I'm stumped, any ideas? I might jump on Slack if you're available today, although I have to get an OpenShift deployment up ASAP so I may just go to a manual bare-metal single-node-cluster installation if I can't make more progress on this soon.

Thanks again, any advice is appreciated.

ccamacho commented 3 years ago

After checking and checking the code @acoard-aot the problem is that Ansible is not honoring the ssh proxy (that's why it can not connect). In this case, each guest is inside a libvirt network inside the host, so from the host itself you will be able to reach it, but not from the place you trigger ansible (that's the reason of the ssh proxy). The weird thing is that this is something I used since 1 year ago and it was working just fine.
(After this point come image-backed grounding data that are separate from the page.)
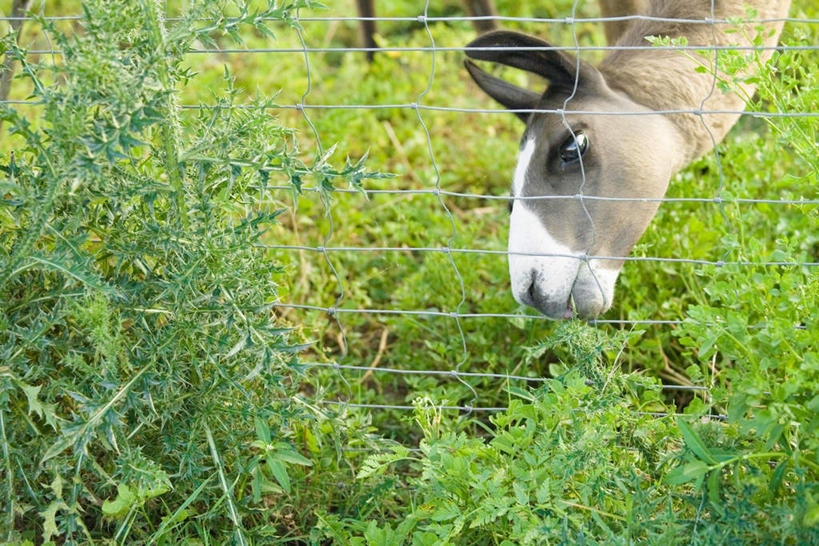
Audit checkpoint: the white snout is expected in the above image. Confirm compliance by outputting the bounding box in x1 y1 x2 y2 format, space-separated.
508 206 620 318
509 203 579 318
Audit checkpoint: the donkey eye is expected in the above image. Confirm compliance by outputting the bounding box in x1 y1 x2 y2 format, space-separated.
560 132 589 164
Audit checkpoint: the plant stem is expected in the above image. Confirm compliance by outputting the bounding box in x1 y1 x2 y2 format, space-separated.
710 451 788 473
205 424 247 546
144 0 189 228
0 410 13 541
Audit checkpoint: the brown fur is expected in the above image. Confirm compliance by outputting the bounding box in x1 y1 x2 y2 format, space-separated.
600 0 791 163
598 0 651 44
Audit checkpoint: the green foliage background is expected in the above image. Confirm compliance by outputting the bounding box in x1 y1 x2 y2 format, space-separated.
0 0 817 543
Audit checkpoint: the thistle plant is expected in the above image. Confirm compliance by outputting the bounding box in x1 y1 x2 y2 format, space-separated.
0 0 381 542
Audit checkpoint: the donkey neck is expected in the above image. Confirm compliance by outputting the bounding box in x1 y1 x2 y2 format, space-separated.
598 0 790 167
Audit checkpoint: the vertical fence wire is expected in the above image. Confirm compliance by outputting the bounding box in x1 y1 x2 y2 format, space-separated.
561 0 610 313
415 1 478 408
699 0 724 423
293 8 352 369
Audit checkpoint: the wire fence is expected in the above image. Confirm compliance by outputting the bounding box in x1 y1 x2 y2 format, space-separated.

After checking the Ansible docs, I found another way of configuring the ssh proxy.

Fixed by: https://github.com/Kubeinit/kubeinit/pull/182

nirolfa commented 3 years ago

same issue but fix #182 didt fix it for me i had to comment out those 2 lines; in kubeinit/hosts/okd/inventory ansible_ssh_pipelining=True ansible_ssh_extra_args='-o StrictHostKeyChecking=no -o ProxyCommand="ssh -W %h:%p -q root@nyctea"' # ControlMaster=auto -o ControlPersist=54s -o ControlPath=~/.ssh/ansible-%r@%h:%p

ccamacho commented 3 years ago

@nirolfa thanks for reporting this, it should work if you deploy the ansible playbook from the first hypervisor (I assume its the way it works for you).

In the latest merged PR @nirolfa @acoard-aot this should be fixed now, there are some minor improvements that need to be addressed but it should work.

Please feel free to reopen or jump in the slack channel if you have any other question.